Estimate Std.Err Z-value P(>|z|) Std.lv Std.all

indirect1 -0.583 0.388 -1.501 0.133 -0.583 -0.293

indirect2 -0.768 0.383 -2.007 0.045 -0.768 -0.386

total 1.276 1.036 1.231 0.218 1.276 0.641

direct 0.440 0.227 1.936 0.053 0.440 0.453

probit11 0.646 0.280 2.305 0.021 0.646 0.483

probit10 0.917 0.273 3.354 0.001 0.917 0.753

probit00 -0.304 0.533 -0.571 0.568 -0.304 -0.464

indirect -0.080 0.036 -2.232 0.026 -0.080 -0.089

direct 0.440 0.227 1.936 0.053 0.440 0.453

OR.indirect 0.626 0.112 5.566 0.000 0.626 0.635

OR.direct 7.443 7.917 0.940 0.347 7.443 7.247

1. how can I account for the R2 and p-value of the direct way (c) and each indirect way to predict Coex (=coexistence)? (R2= 0.731 or do i have to calculate something else? Which p-value counts? the one I obtained in the regression Coex ~log_size or the one at the end of the results for "direct effects" (p=0.053)?

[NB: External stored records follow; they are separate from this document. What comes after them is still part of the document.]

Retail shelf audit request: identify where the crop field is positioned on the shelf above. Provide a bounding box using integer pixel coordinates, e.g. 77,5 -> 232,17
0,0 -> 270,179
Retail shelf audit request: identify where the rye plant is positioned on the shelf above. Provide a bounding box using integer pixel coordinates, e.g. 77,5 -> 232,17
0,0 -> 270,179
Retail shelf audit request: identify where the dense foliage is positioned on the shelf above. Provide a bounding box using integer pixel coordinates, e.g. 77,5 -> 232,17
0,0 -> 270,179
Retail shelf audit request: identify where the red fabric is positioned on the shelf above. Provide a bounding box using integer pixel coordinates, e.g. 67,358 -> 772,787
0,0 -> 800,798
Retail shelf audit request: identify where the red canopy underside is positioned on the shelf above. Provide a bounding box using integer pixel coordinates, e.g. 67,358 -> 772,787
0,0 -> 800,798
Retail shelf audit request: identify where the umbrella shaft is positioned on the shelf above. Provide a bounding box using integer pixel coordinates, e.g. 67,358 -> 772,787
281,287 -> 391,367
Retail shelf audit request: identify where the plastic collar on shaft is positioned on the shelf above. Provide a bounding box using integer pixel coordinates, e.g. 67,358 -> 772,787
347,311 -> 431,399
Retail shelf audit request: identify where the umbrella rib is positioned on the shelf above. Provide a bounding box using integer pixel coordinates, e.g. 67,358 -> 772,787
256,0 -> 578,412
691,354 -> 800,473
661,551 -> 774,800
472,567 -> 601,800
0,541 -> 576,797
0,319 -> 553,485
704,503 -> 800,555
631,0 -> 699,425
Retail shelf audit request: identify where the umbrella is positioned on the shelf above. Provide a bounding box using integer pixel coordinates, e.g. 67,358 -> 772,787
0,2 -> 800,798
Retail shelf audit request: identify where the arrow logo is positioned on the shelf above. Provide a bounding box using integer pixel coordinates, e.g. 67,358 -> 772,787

2. Estimate (b) and (e) are negative... meaning negative Coexis~M1 and coexis~M2 relationships?

2. Coex variance has a p=0.4.... what is the implication for understanding my results?

3. Do I really need the last part of the model (pnorm and probit)? I saw a similar example but I dont fully understand why it is used for. Actually, only one of my two indirect effects was included (should I include the other one?) All my paths but one (Coex ~M1) are significant... is this why my indirect1 is not significant (p=0.133)?